Sheridan became Director of the MOA in 1990. She acted as researcher and consultant on the digital resources developing from the archive, and had to adjust to tasks such as electronic research support within the University of Sussex, which took her away from her main interests in life history research and archiving.

In 2010, Sheridan retired from her role as Director, but continued her involvement as a Trustee of the MOA.

=== Publications ===
Sheridan has written and co-authored a number of books, largely involving Mass Observation materials.
- Speak for Yourself: Mass Observation Anthology, 1937–49 (with Angus Calder, 1984).
- Among You Taking Notes (1985).
- Mass Observation at the Movies (1987).
- Wartime Women: A Mass Observation Anthology (1990).
- Writing Ourselves: Mass-Observation and Literacy Practices (with Brian Street & David Bloome, 2000).
- "The Mass Observation Archive: A History", Mass Observation Online (2009).

== Other roles and activities since 2010 ==
Sheridan became the Head of Special Collections at Sussex in 2000, working in this role until retiring in 2008.

Sheridan is an advisor to the National Life Stories project at the British Library and acted as consultant on the "Observing the Eighties" project, which brought together materials from the Life Stories and MOA.

Sheridan was a member of the management committee of community publishing group QueenSpark Books between 1996 and 2010, and continues to be involved in their work as a patron.

In her retirement, Sheridan has developed her political interests, continuing in her solidarity work for Palestine, which began after a first visit to Palestine in 2004. She remains a committed and active socialist and feminist. In 2016, Sheridan obtained a qualification in Teaching English to Speakers of Other Languages (TESOL) and has re-directed her interest in language and life stories towards working with migrants and refugees. She teaches English in Brighton at the Migrant English Project. She is also a member of the Gatwick Detainees Welfare Group and visits people on immigration detention at the Gatwick Immigration Removal Centre.

== Honours and awards ==
Sheridan was appointed an MBE in 1991. She was also elected Fellow of the Royal Society of Arts.

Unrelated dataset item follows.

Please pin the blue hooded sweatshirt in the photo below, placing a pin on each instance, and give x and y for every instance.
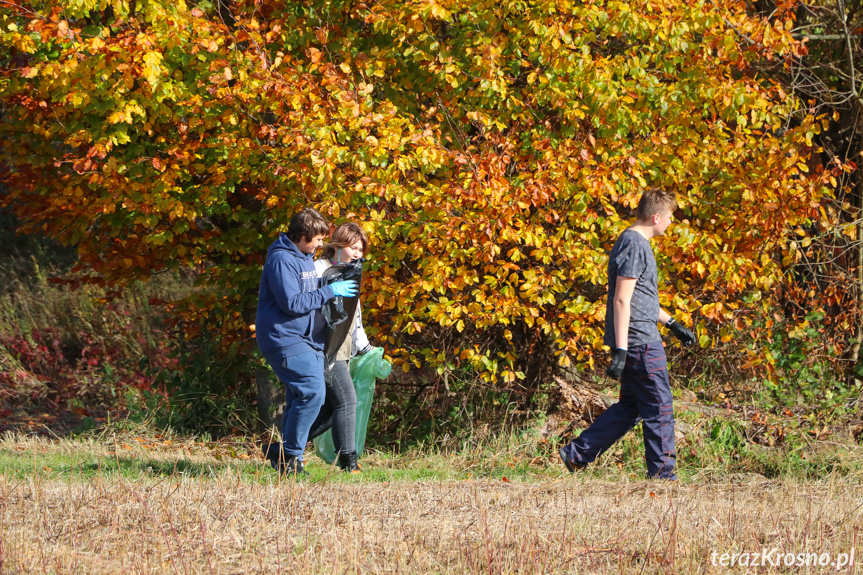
(288, 301)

The Open University awarded Sheridan an honorary doctorate, which she described as her "career high", in 2007.

In 2011, the University of Sussex made Sheridan a 50th Anniversary Fellow. She is also an Honorary Professor at the University, where she co-founded the Life History Research Centre.

Sheridan is Visiting Professor at the University of Brighton, where she is on the advisory board of the Centre for Memory, History and Narratives.